The Walter Reed Audience
Democrats were somewhat more likely than Republicans to follow the Walter Reed story very closely (36% vs. 28%, respectively). Even so, among both Democrats and Republicans roughly two-thirds were paying at least fairly close attention to the story. Independents lagged behind slightly — 59% were paying close attention. While the large gender gap in interest in the Iraq war persists, the Walter Reed story drew in almost as many women as men (28% vs. 34%, respectively, paid very close attention to this story). In fact, the Walter Reed story was tied with Iraq among women as the most closely followed story of the week. Men, on the other hand, were much more likely to name Iraq than Walter Reed as the story they followed most closely.
About the News Interest Index
The News Interest Index is a weekly survey conducted by the Pew Research Center for the People & the Press aimed at gauging the public’s interest in and reaction to major news events.

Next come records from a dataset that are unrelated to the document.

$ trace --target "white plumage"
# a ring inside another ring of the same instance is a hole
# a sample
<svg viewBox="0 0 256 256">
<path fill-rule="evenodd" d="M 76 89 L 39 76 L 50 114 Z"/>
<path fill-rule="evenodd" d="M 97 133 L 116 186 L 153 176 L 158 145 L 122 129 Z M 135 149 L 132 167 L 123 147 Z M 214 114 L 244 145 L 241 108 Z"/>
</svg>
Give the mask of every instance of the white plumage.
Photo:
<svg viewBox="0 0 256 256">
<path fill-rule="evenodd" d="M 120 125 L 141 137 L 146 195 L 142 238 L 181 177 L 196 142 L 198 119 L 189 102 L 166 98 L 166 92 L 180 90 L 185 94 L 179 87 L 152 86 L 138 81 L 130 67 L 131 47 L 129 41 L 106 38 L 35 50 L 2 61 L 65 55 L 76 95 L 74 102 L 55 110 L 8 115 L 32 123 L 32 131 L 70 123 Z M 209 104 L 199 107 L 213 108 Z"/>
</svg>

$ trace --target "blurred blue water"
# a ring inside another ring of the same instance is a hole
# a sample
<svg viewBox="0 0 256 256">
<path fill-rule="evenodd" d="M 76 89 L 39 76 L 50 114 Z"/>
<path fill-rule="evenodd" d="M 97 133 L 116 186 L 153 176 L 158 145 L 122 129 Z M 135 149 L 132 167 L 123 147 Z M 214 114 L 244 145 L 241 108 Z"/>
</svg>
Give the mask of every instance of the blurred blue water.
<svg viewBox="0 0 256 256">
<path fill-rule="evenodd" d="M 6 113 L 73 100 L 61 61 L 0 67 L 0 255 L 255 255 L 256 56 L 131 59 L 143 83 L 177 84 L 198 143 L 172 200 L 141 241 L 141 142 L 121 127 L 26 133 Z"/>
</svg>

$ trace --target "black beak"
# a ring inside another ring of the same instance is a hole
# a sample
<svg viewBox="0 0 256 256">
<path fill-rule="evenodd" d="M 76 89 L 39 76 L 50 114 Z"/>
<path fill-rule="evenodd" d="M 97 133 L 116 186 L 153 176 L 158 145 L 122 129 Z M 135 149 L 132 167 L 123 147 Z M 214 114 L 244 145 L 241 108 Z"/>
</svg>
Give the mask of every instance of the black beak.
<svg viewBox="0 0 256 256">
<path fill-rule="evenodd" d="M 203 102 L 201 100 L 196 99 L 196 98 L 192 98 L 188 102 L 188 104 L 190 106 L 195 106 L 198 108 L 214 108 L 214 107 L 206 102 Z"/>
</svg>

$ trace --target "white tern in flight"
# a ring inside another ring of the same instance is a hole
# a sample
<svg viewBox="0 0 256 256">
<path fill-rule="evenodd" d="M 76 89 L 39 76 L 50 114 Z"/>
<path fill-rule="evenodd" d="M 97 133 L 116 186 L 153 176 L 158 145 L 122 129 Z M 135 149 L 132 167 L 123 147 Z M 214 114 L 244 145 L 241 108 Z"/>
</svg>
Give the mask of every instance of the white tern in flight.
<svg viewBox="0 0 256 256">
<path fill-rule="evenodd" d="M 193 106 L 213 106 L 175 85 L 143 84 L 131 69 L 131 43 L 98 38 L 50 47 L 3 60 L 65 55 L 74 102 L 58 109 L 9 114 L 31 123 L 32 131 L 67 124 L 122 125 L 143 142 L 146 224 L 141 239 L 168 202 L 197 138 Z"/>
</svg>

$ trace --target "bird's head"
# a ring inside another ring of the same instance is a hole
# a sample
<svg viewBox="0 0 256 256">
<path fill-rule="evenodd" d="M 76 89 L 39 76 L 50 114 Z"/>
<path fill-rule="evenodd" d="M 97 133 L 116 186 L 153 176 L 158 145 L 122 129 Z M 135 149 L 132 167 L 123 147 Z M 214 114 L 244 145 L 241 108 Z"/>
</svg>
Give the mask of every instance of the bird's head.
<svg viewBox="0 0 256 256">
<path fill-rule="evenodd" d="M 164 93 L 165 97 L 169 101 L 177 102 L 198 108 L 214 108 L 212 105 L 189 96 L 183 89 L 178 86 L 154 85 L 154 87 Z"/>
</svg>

This project has been undertaken in conjunction with the Project for Excellence in Journalism’s News Coverage Index, an ongoing content analysis of the news. The News Coverage Index catalogues the news from top news organizations across five major sectors of the media: newspapers, network television, cable television, radio and the internet. Each week (from Sunday through Friday) PEJ will compile this data to identify the top stories for the week. The News Interest Index survey will collect data from Friday through Monday to gauge public interest in the most covered stories of the week.
Results for the weekly surveys are based on telephone interviews among a nationwide sample of approximately 1,000 adults, 18 years of age or older, conducted under the direction of ORC (Opinion Research Corporation). For results based on the total sample, one can say with 95% confidence that the error attributable to sampling is plus or minus 3.5 percentage points.
In addition to sampling error, one should bear in mind that question wording and practical difficulties in conducting surveys can introduce error or bias into the findings of opinion polls, and that results based on subgroups will have larger margins of error.